National Oceanic and
Atmospheric Administration
United States Department of Commerce


FY 2008

Application of radium isotopes to determine crustal residence times of hydrothermal fluids from two sites on the Reykjanes Peninsula, Iceland

Kadko, D., K. Gronvold, and D. Butterfield

Geochim. Cosmochim. Acta, 71(24), 6019–6029, doi: 10.1016/j.gca.2007.09.018 (2007)
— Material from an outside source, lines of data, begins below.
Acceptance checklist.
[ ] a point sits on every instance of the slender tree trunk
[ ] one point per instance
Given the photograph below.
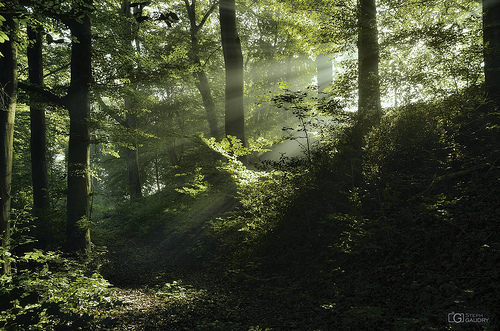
(325, 72)
(132, 154)
(78, 103)
(208, 101)
(233, 58)
(369, 107)
(200, 75)
(134, 179)
(491, 39)
(38, 144)
(8, 100)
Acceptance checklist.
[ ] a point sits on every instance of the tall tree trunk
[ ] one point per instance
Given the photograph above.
(38, 145)
(491, 39)
(233, 58)
(78, 103)
(132, 154)
(134, 179)
(369, 107)
(199, 74)
(325, 72)
(8, 100)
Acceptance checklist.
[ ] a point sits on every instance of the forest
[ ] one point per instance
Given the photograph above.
(253, 165)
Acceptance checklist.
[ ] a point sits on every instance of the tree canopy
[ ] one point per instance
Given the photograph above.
(249, 165)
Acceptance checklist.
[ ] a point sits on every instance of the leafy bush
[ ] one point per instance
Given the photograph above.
(47, 290)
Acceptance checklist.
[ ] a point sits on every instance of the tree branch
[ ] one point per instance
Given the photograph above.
(109, 111)
(207, 15)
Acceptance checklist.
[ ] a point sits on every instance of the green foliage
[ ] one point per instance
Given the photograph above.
(47, 290)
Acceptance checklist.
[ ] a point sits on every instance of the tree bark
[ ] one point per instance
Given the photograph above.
(132, 154)
(325, 72)
(8, 100)
(369, 106)
(78, 104)
(200, 75)
(233, 58)
(491, 39)
(38, 144)
(134, 179)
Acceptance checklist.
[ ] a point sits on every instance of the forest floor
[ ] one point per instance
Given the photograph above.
(427, 245)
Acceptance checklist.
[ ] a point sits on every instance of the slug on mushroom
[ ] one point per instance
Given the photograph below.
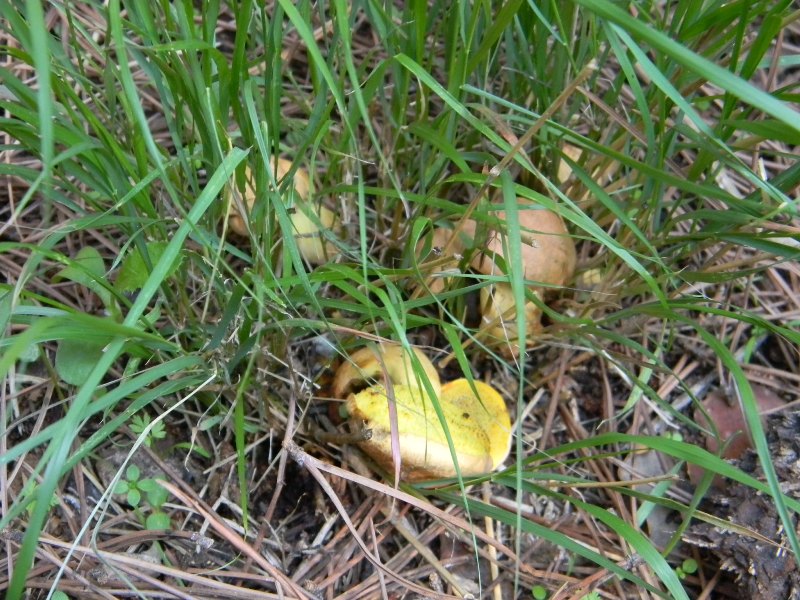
(476, 415)
(307, 233)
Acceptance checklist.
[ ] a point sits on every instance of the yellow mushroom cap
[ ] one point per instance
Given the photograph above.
(479, 426)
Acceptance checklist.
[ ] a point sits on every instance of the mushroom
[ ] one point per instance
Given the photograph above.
(548, 257)
(476, 416)
(307, 233)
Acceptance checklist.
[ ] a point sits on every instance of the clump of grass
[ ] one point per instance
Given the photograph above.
(123, 126)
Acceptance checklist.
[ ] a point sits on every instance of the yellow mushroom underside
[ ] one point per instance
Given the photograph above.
(480, 429)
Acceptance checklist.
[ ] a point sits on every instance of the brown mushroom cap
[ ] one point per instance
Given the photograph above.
(308, 237)
(392, 359)
(548, 252)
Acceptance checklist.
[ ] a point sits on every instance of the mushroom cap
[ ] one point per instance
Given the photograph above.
(499, 316)
(372, 362)
(548, 252)
(440, 238)
(479, 426)
(308, 237)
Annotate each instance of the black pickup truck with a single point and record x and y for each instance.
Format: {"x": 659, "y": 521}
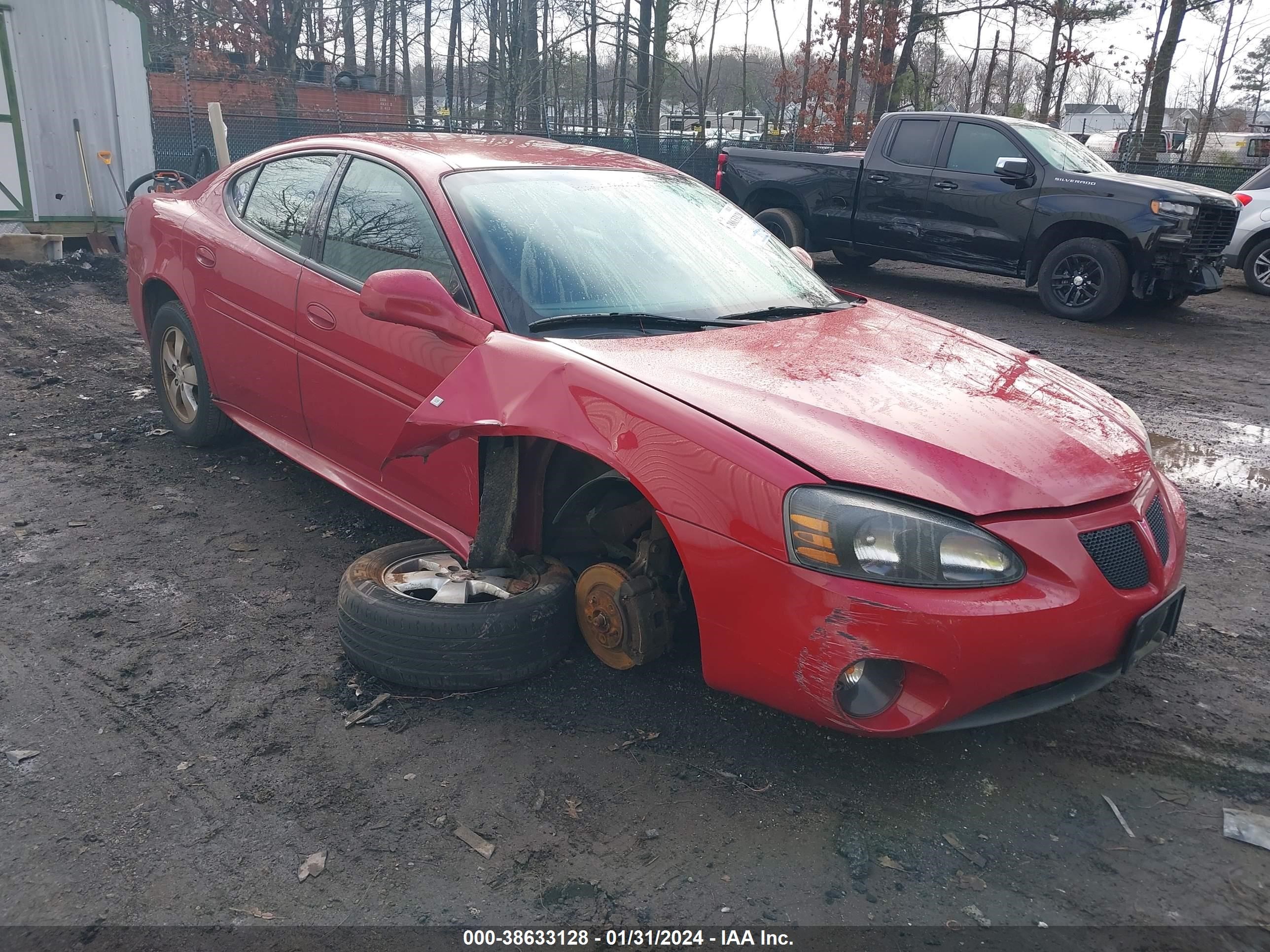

Radium isotopes were used to determine the crustal residence times of hydrothermal fluids from two geothermal wells (Svartsengi and Reykjanes) from the Reykjanes Peninsula, Iceland. The availability of rock samples from the subsurface (to depths of 2400 m) allowed direct comparison of the radium isotopic characteristics of the fluids with those of the rocks within the high temperature and pressure reaction zone. The 226Ra activity of the Svartsengi fluid was one-fourth of the Reykjanes fluid and the 228Ra/226Ra ratio of the Svartsengi fluid was twice that of Reykjanes. The fluid isotopic characteristics were relatively stable for both sites over the 6 years (2000–2006) of the study. It was determined, using a model that predicts the evolution of the fluid 228Ra/226Ra ratio with time, that both sites had fluid residence times, from the onset of high temperature water–rock reaction, of less than 5 years. Measurement of the short-lived 224Ra and 223Ra allowed estimation of the recoil input parameter used in the model. The derived timescale is consistent with results from similar studies of fluids from submarine systems, and has implications for the use of terrestrial systems in Iceland as an exploited energy resource.